Bengkulu (ANTARA) - Bank Indonesia mengingatkan agar daerah memahami bahwa kebijakan efisiensi bukan berarti "shutdown" atau membuat seluruh kegiatan-kegiatan terhenti.
"Saya pikir sih ini yang mesti dipahami, efisiensi itu tidak berarti shutdown, tidak berhenti atau tidak melakukan kegiatan. Persisnya efisiensi adalah memotong biaya-biaya yang mungkin tidak perlu (untuk bisa dimanfaatkan pada sektor prioritas lain)," kata Kepala Perwakilan Bank Indonesia Provinsi Bengkulu Wahyu Yuwana, di Bengkulu, Jumat.
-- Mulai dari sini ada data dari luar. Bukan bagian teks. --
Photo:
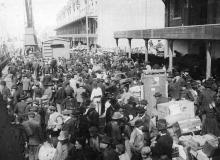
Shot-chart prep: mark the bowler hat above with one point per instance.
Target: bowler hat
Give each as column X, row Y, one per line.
column 29, row 100
column 64, row 135
column 157, row 94
column 14, row 86
column 117, row 115
column 34, row 109
column 92, row 105
column 161, row 124
column 93, row 129
column 106, row 140
column 3, row 83
column 23, row 97
column 138, row 123
column 67, row 112
column 52, row 108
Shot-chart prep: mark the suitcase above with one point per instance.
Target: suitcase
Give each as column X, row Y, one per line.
column 211, row 147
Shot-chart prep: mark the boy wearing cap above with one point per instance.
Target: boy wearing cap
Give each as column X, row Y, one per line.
column 64, row 147
column 4, row 90
column 162, row 147
column 137, row 139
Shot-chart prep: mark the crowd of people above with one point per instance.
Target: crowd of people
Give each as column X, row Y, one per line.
column 78, row 109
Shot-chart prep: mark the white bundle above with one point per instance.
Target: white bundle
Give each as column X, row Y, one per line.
column 46, row 152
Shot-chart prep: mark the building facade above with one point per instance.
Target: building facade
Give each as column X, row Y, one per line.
column 77, row 21
column 191, row 27
column 107, row 16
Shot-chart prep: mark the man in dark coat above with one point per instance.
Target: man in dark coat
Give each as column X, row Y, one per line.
column 71, row 123
column 160, row 99
column 207, row 109
column 93, row 116
column 162, row 147
column 20, row 107
column 5, row 90
column 35, row 135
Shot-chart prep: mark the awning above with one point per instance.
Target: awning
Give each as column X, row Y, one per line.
column 206, row 32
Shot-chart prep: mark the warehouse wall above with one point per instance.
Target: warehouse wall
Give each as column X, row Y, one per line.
column 116, row 15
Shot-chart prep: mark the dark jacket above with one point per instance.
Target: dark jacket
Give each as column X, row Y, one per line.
column 163, row 147
column 20, row 108
column 34, row 131
column 60, row 95
column 5, row 93
column 110, row 154
column 93, row 117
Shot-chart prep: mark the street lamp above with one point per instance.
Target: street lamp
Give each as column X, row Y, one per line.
column 87, row 26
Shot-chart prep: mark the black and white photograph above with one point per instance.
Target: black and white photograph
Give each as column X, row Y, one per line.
column 109, row 79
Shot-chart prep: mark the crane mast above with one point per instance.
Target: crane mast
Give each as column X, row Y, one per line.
column 30, row 42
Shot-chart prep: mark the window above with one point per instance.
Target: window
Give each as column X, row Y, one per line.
column 57, row 46
column 177, row 8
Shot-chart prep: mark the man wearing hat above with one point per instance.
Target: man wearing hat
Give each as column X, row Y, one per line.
column 64, row 147
column 113, row 127
column 59, row 97
column 146, row 153
column 207, row 109
column 5, row 91
column 26, row 81
column 162, row 147
column 71, row 124
column 15, row 93
column 20, row 107
column 55, row 119
column 137, row 139
column 160, row 99
column 79, row 92
column 108, row 151
column 38, row 91
column 93, row 116
column 35, row 135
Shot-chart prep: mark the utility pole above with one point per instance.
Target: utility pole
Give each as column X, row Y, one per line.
column 87, row 26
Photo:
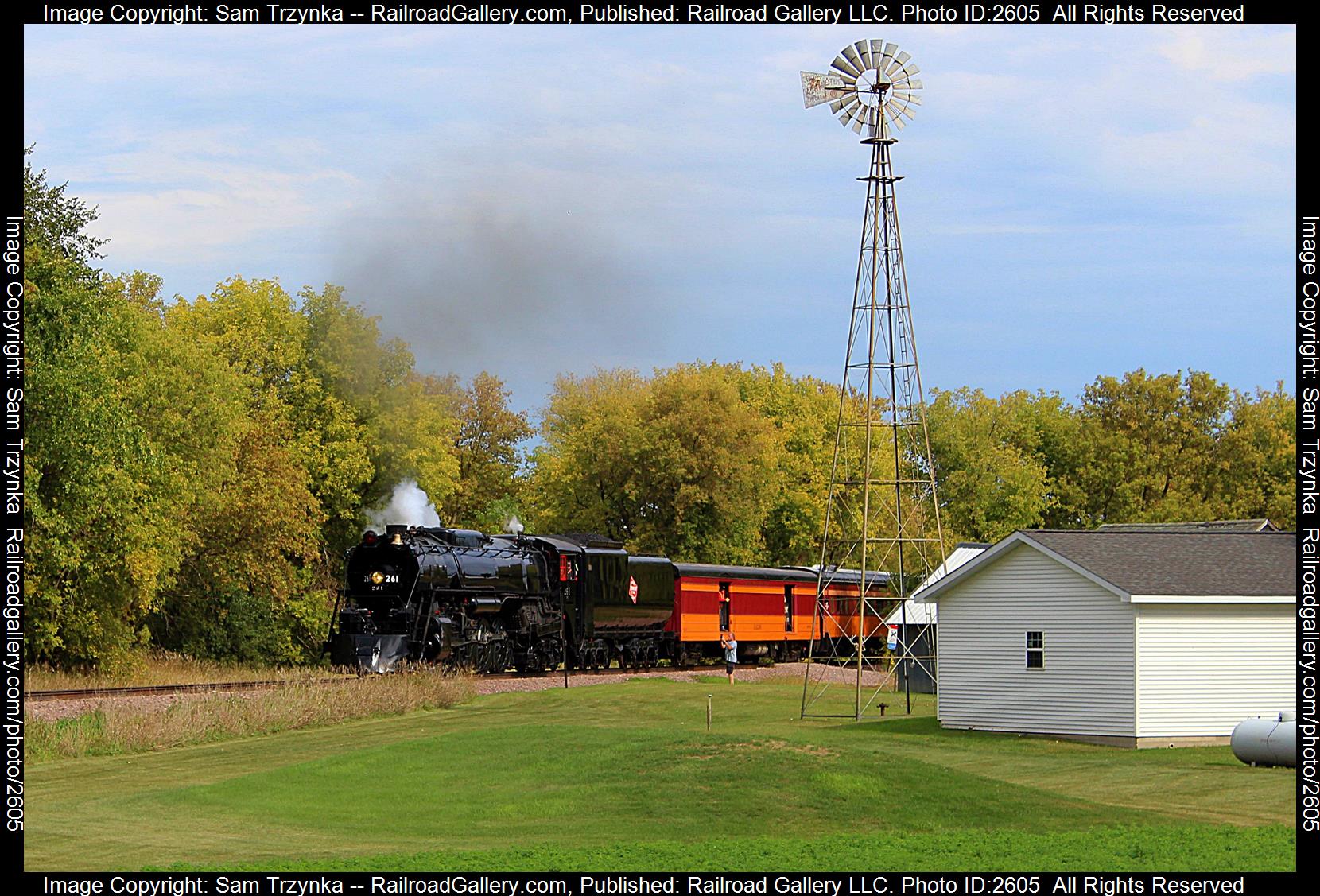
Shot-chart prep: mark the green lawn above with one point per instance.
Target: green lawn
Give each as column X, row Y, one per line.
column 627, row 778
Ketika salah memahami efisiensi sebagai menghentikan berbagai kegiatan, maka hal tersebut dapat membuat masalah lain, seperti membuat aktivitas ekonomi menjadi lebih lesu.
Bank Indonesia Provinsi Bengkulu pun tetap berkomitmen membelanjakan anggaran sesuai dengan porsi dengan memperhatikan kebijakan efisiensi.
Tujuannya agar roda ekonomi Bengkulu tetap tumbuh. Ketika anggaran yang telah dirancang dapat direalisasikan sesuai dengan rencana maka semua sektor lainnya juga akan bergerak mulai dari hulu sektor produksi hingga hilirnya barang dan jasa.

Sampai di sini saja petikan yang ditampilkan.